Through four games against Utah, Beverley has the second-best defensive rating among Clippers who have appeared in every contest; his individual rating of 102.3 points allowed per 100 possessions is substantially lower than the Jazz’s overall offensive rating of 114.9 in the second round. Beverley has been on the court for about 35 percent of L.A.’s possessions during this series, and the Clippers have outscored Utah by 12 points in that time.
“I just want to give Pat Beverley a lot of credit. Pat Beverley come into the game defensively, what he did for us, he just totally changed the game,” Ty Lue said after Game 4. “So you know, a total team win, Marcus Morris getting off to a great start, Kawhi and PG doing their thing but I thought Pat Beverley really did a great job of coming in and setting that tone for us defensively.
Beverley’s defensive impact has been most pronounced on Donovan Mitchell. Beverley has the size and speed to contest and even frustrate Mitchell. The Utah star has generally been spectacular against the Clippers, but look how his numbers plummet when he shares the court with Beverley.
Donovan Mitchell Second-Round Stats
|Stats||Pat Bev on||Pat Bev off|
|Stats||Pat Bev on||Pat Bev off|
|2-pointers||3-13 (23.1%)||25-45 (55.6%)|
|3-pointers||5-15 (33.3%)||18-36 (50%)|
|Free Throws||1-2 (50%)||23-28 (82.1%)|
Mitchell’s shooting percentages are much worse when Beverley is playing, and he rarely if ever gets to the foul line. Beverley’s presence has also resulted in Mitchell being more turnover-prone, and overall less effective.
That’s why Beverley’s minutes have increased during this series, even as he struggles to find his offense. The Clippers have plenty of avenues for scoring, but only one guard who can collect four blocks and stymie Mitchell like this.
Beverley’s performance is even more remarkable considering what his last two weeks have looked like. He played a total of 11 minutes over the final five games of the Dallas series, including DNPs in the final two, and only saw the court for six minutes in Game 1 against Utah. But he’s shown no signs of rust in his effort level, even if his jumper hasn’t come back, and the Clippers have needed every bit of it.
The Clippers would rely on Beverley whether he was playing or not, as Marcus Morris Sr. said after Game 4.
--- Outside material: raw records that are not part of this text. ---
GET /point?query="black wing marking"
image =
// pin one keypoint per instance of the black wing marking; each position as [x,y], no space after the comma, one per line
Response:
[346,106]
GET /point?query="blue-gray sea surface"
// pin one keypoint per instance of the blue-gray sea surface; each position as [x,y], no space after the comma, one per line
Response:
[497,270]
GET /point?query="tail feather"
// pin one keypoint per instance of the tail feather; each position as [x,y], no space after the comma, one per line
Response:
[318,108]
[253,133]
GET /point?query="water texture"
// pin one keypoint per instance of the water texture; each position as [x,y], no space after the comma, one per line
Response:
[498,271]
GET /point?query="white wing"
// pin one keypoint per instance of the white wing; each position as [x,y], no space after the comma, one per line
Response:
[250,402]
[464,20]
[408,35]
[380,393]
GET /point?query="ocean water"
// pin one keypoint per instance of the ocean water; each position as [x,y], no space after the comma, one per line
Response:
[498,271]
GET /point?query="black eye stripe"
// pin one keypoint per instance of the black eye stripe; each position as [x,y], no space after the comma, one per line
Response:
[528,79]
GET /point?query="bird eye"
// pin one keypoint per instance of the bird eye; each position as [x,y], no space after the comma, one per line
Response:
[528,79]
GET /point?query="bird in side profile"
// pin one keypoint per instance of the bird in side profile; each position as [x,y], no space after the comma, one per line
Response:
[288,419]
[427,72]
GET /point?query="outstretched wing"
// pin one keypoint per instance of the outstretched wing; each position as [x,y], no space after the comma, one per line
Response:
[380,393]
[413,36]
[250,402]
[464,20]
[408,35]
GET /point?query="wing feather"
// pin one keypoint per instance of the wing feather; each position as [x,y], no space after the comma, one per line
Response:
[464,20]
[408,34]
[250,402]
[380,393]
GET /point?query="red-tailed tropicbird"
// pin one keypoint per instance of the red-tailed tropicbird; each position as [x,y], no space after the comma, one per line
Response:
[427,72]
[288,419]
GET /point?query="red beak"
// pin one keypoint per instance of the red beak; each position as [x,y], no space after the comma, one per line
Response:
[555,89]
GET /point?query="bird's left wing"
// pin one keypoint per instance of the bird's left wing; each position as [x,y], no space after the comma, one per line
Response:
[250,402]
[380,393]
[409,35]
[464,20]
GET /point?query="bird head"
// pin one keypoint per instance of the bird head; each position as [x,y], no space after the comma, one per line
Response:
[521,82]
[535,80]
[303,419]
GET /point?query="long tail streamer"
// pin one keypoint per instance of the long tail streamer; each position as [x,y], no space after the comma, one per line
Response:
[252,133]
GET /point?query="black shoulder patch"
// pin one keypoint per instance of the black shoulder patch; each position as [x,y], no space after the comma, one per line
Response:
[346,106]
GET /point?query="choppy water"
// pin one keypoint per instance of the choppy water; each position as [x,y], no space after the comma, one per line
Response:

“First of all just his leadership, how vocal he is, how locked in he is for a guy that hasn’t been in play in the first round to still be that locked in and still be very helpful for the team if he’s playing or not playing that, shows a lot about his character,” Morris said. “He’s just playing with tremendous energy, very vocal and one of the leaders on our team.”
Now, the Clippers need that energy to travel to Salt Lake City for Game 5.